In many of Vietnam’s largest cities, 30 percent to 40 percent of treated water is lost before it reaches the end user. Moreover, four in every ten families have no connection to a central water supply system.
A $1 billion financial support facility from ADB will help improve clean water access for 3 million families in Vietnam’s cities, including half a million poor households who will receive their own piped water connection for the first time. The assistance is part of a larger $2.8 billion investment program.
With Vietnam’s forests coming under increasing pressure from rapid economic development and climate change, habitat restoration is needed not only to protect the country’s environmental treasures, but also to safeguard the livelihoods of indigenous communities.

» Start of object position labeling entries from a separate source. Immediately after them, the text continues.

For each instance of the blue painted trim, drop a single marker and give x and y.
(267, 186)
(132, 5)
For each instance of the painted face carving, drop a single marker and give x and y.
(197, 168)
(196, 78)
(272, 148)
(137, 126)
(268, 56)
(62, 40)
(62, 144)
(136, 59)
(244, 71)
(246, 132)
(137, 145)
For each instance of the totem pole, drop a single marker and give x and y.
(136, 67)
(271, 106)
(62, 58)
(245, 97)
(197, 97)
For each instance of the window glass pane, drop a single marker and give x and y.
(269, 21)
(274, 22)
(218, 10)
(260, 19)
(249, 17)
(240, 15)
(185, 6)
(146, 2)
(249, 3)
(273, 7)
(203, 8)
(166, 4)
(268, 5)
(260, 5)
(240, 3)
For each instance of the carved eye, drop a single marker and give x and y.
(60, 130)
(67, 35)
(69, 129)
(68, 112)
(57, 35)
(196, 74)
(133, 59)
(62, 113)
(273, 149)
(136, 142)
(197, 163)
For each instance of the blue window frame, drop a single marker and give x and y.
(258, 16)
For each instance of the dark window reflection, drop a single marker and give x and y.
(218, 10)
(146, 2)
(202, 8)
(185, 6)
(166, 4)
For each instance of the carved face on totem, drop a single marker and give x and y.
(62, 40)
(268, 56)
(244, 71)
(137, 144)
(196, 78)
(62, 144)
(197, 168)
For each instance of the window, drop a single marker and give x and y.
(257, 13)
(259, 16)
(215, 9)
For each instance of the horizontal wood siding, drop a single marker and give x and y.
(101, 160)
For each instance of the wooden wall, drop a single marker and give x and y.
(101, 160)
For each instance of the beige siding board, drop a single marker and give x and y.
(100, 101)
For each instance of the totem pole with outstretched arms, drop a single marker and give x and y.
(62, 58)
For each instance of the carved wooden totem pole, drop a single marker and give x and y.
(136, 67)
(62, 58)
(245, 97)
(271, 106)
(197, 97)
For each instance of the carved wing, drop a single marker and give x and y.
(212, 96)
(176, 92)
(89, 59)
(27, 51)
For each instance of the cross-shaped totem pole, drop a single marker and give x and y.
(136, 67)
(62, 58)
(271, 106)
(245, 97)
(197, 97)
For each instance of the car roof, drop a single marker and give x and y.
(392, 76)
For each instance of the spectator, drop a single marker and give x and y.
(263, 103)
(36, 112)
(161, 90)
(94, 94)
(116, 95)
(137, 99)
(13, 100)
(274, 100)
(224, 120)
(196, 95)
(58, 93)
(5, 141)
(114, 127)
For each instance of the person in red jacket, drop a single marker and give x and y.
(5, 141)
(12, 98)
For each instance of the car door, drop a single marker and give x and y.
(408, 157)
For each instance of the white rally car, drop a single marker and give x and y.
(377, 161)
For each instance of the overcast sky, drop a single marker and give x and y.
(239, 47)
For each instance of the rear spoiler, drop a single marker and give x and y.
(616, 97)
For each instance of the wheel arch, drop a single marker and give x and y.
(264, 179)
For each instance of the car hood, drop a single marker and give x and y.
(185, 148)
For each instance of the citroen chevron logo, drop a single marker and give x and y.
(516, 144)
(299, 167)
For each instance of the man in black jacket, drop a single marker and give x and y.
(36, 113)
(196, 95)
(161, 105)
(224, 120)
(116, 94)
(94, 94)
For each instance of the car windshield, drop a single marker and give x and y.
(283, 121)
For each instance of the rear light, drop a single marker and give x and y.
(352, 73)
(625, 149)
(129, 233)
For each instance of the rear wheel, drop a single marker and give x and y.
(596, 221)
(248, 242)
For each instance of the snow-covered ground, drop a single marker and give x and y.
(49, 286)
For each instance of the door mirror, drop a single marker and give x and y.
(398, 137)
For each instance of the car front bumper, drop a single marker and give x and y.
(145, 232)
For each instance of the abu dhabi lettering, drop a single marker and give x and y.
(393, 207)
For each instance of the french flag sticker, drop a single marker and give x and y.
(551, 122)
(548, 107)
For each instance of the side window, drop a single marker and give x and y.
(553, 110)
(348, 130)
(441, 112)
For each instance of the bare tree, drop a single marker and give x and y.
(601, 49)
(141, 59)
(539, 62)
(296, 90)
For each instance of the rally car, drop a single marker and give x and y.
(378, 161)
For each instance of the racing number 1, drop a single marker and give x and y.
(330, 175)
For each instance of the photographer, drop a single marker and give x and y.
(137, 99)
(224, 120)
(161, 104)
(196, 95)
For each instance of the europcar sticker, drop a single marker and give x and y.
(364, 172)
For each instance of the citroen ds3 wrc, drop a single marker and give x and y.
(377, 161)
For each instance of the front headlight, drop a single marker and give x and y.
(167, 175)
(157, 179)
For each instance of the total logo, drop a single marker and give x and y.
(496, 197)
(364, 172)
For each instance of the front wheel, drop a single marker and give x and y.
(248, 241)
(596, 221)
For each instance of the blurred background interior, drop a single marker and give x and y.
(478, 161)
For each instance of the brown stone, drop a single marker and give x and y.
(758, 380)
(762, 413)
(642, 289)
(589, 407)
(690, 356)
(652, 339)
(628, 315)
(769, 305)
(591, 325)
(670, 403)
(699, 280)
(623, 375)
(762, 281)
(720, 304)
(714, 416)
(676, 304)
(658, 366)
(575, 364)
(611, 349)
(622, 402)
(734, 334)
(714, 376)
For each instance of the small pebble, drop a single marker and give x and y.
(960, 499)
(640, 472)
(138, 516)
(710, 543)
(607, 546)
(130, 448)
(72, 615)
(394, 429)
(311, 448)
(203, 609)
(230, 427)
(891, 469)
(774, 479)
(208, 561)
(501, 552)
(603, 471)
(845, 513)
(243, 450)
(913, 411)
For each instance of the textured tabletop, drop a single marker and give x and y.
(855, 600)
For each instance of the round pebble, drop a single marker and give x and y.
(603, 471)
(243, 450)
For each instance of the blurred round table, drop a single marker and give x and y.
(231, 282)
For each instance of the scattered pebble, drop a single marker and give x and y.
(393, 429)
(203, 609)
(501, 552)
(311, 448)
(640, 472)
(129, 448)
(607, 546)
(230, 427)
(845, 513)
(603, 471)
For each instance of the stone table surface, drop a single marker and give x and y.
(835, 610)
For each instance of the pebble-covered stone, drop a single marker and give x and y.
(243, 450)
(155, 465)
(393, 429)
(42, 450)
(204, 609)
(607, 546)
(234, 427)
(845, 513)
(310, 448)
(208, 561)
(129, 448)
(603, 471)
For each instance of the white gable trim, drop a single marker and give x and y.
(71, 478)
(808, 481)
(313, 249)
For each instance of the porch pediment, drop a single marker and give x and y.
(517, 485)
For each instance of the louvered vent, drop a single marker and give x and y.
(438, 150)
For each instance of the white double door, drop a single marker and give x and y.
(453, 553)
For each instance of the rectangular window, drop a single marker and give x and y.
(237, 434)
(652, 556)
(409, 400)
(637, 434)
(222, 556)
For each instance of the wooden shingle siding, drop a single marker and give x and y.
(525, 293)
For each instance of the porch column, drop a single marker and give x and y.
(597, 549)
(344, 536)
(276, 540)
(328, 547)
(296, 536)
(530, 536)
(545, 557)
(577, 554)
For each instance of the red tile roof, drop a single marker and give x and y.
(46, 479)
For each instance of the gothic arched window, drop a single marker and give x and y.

A $30 million loan from ADB’s concessional Asian Development Fund will enhance cross-border cooperation in protecting a contiguous stretch of biodiversity-rich forest in Vietnam’s Central Annamites, which spans the highlands of Quang Tri, Thua Thien-Hue and Quang Nam Provinces.
This is part of a larger program that is also supporting the preservation of key forestlands in Cambodia and Lao People’s Democratic Republic.
The assistance package for Vietnam includes approximately $8 million to improve clean water and sanitation services and upgrade market roads in the 34 largely ethnic minority communes in the project area.
“Sustainable economic development and environmental preservation are intertwined,” said Mr. Kuroda. “In the long term, coupling conservation and livelihood improvements will help ensure that Vietnam’s forests and their biodiversity are managed well.”
The third component of the assistance is a $350 million loan, which is the first tranche of an overall $636 million ADB package. This package is supporting a $1.6 billion project to construct a modern expressway to the south of congested Ho Chi Minh City.
With the city’s population expected to swell by more than 50 percent by 2025, new roads are needed to complement other modes of transportation, including an ADB-supported metro rail system, to ensure the efficient transportation of goods and people.
The 57-kilometer expressway between Ben Luc and Long Thanh will reduce traffic in the heart of Ho Chi Minh City by allowing vehicles traveling from east to west to bypass the city center.
When the full expressway opens in 2017, it will reduce east-west travel time by 80 percent and cut the number of traffic accidents by 10 percent.